The pistons are being coated this week, having been drop-shipped directly from the piston manufacturer. This is the last step before the actual build begins. I contacted the machine shop that will: check the head, do a valve job, sleeve the block, prep the bores, prep the crank, and balance the rotating assembly. I have yet to make a final decision on who’s going to do the actual build, wishy-washy as I am.

In other news, I have a long vacation coming up and expect to make a lot of progress on Midlana. Look for many frequent updates soon!

4 May 2009

The fuel tank is a big project; I was so busy working on it and taking pictures for the book I don’t take any of the overall tank. I was warned that heat distortion would be a problem and it sure is; just tacking in some screws was enough to warp one of the panels. All is not lost though because warpage can be undone the same way it’s caused, by selective heating of the panel – guess I get to practice that.

Gripes aside, it’s a lot cheaper than buying a custom fuel-cell for $2200. Granted, some of my ambitious baffles can be left out, or maybe the one-way doors, but it isn’t going to save much effort; the less baffling, the more fuel slosh. Kimini had a 10-gallon fuel cell mounted fore-aft. I could literally feel the fuel run forward and thump into the forward wall – it felt like someone giving the car a slight push from behind when I’d get on the brakes. Fuel-cell foam has little to do with fuel slosh control and indeed it did nothing to prevent it. That fuel-cell was 20″ long and the tank I’m building is more than twice that. Granted it’s oriented side-to-side but I don’t want 50 lbs of fuel thumping from side to side messing up weight balance.

Anyhow, my course is set, making the tank just as good as I can; whether builders want to follow the example will be up to them. Starting this weekend I’ll be working on the car full-time for several weeks 😉

In other news, Alan Staniforth died this past Saturday, author of “High Speed, Low Cost” and many other books. I own a signed copy of that book and practically all his others as well. He, probably more than anyone, helped me build the courage necessary to build a car, which became Kimini. I count myself lucky to have talked to him by phone about 10 years ago, letting him know the impression he made on me and what I was building.

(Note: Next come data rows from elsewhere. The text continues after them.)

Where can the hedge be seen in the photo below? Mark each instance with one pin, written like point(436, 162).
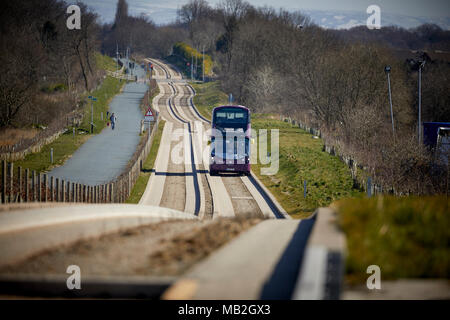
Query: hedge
point(187, 52)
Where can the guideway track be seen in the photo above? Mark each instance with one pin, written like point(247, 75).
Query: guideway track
point(230, 195)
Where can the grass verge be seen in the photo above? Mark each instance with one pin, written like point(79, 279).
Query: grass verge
point(66, 144)
point(144, 176)
point(209, 95)
point(407, 237)
point(301, 158)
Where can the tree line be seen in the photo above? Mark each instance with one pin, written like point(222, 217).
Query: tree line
point(280, 61)
point(43, 63)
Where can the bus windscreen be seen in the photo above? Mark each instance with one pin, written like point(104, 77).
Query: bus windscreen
point(226, 116)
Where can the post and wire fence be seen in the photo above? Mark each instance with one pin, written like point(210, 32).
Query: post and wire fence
point(20, 185)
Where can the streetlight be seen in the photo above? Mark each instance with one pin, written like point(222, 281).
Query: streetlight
point(387, 69)
point(421, 65)
point(203, 64)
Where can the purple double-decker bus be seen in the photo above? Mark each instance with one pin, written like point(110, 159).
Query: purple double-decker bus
point(230, 140)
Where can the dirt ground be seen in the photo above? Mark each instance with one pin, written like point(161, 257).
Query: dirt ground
point(166, 248)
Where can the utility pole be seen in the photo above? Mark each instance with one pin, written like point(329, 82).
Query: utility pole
point(92, 112)
point(421, 65)
point(117, 57)
point(387, 69)
point(203, 66)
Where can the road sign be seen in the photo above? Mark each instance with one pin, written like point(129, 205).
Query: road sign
point(149, 116)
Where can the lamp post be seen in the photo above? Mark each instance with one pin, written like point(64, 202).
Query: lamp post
point(92, 112)
point(387, 69)
point(203, 64)
point(421, 65)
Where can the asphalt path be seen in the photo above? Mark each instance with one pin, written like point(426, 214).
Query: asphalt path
point(104, 156)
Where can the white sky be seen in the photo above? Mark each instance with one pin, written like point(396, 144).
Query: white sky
point(414, 8)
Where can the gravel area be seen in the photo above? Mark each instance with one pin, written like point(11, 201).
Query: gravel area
point(166, 248)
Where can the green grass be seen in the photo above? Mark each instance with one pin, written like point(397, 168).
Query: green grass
point(301, 158)
point(209, 95)
point(144, 176)
point(104, 62)
point(63, 148)
point(407, 237)
point(66, 144)
point(109, 88)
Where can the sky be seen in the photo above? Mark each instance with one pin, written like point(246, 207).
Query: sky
point(414, 12)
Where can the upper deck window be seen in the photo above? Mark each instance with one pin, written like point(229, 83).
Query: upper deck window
point(231, 115)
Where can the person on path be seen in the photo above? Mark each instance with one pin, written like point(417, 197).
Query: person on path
point(113, 119)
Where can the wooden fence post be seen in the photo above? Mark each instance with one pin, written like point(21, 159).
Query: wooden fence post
point(39, 187)
point(4, 181)
point(57, 190)
point(52, 191)
point(27, 185)
point(45, 187)
point(33, 185)
point(19, 183)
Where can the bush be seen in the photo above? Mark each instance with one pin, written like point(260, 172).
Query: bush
point(187, 52)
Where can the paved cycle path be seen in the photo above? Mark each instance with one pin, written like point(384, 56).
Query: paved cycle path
point(104, 156)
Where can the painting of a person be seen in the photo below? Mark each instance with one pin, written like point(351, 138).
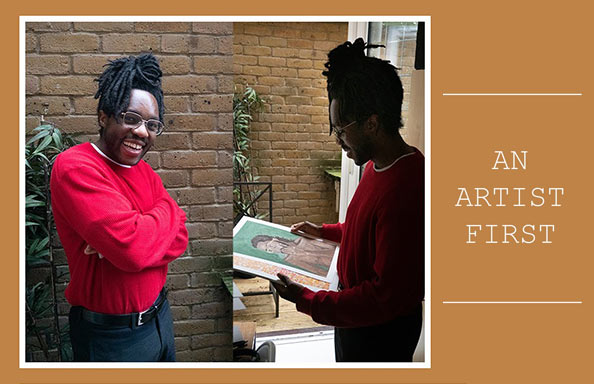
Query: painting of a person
point(308, 254)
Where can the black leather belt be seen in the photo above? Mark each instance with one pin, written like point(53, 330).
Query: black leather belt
point(130, 319)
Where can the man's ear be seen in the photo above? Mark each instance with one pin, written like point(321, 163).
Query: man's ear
point(102, 118)
point(373, 124)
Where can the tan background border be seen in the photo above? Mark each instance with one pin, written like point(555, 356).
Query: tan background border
point(476, 47)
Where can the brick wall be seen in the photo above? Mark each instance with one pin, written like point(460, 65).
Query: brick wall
point(193, 156)
point(283, 62)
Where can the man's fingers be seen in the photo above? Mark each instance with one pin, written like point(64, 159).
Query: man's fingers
point(297, 227)
point(284, 279)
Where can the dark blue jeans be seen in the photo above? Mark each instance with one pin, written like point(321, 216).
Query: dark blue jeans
point(152, 341)
point(394, 341)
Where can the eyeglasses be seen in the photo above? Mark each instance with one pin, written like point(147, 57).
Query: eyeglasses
point(133, 120)
point(338, 131)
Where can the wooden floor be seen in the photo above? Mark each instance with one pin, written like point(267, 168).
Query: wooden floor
point(261, 309)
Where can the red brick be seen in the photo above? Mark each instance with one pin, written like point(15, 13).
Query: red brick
point(270, 41)
point(153, 159)
point(85, 105)
point(176, 104)
point(54, 105)
point(193, 196)
point(174, 65)
point(324, 45)
point(285, 52)
point(159, 27)
point(175, 43)
point(170, 140)
point(225, 159)
point(202, 44)
point(225, 122)
point(244, 59)
point(256, 70)
point(224, 194)
point(225, 45)
point(212, 103)
point(267, 80)
point(131, 42)
point(213, 64)
point(216, 212)
point(31, 122)
point(174, 178)
point(286, 32)
point(188, 84)
point(257, 50)
point(225, 84)
point(204, 177)
point(299, 63)
point(314, 35)
point(91, 64)
point(299, 83)
point(189, 159)
point(104, 26)
point(68, 42)
point(211, 247)
point(284, 72)
point(257, 29)
point(47, 64)
point(201, 230)
point(245, 40)
point(272, 61)
point(68, 85)
point(298, 100)
point(300, 43)
point(76, 124)
point(310, 73)
point(283, 91)
point(47, 26)
point(177, 282)
point(312, 110)
point(30, 42)
point(215, 28)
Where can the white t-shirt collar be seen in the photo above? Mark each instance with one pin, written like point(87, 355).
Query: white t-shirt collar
point(394, 162)
point(108, 158)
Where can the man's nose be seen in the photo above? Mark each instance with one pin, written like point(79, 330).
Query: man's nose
point(141, 130)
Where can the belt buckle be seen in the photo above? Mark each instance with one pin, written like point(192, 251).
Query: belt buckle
point(140, 322)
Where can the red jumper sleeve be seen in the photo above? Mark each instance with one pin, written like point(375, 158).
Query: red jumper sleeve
point(106, 219)
point(399, 274)
point(332, 232)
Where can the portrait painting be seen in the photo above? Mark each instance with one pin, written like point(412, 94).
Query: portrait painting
point(265, 249)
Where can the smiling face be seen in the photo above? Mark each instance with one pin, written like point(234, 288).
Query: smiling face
point(119, 142)
point(353, 139)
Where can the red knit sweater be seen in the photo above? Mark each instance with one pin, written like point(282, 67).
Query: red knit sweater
point(381, 258)
point(128, 217)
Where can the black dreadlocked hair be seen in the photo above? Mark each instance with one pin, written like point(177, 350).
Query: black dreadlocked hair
point(124, 74)
point(364, 85)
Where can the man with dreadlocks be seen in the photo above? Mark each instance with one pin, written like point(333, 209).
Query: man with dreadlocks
point(377, 311)
point(118, 225)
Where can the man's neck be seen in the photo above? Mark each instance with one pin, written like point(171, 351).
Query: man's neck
point(388, 149)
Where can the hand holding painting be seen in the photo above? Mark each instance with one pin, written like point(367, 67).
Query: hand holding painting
point(305, 227)
point(287, 288)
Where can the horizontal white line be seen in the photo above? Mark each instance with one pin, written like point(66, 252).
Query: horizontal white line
point(512, 94)
point(512, 302)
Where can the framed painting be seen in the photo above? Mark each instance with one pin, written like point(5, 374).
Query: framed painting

He seemed to appreciate it though I suppose people told him that many times. The somewhat bitter irony is that he apparently died from a rare form of lung cancer caused by breathing methanol fumes – used in many of his race cars.

I think it says a lot about a person if their positive effect upon others lives on beyond their years, both through his books and his deeds. I hope he departed knowing that he helped many, many people gain the inner strength we didn’t know we had in order to build our dreames- I salute you, sir.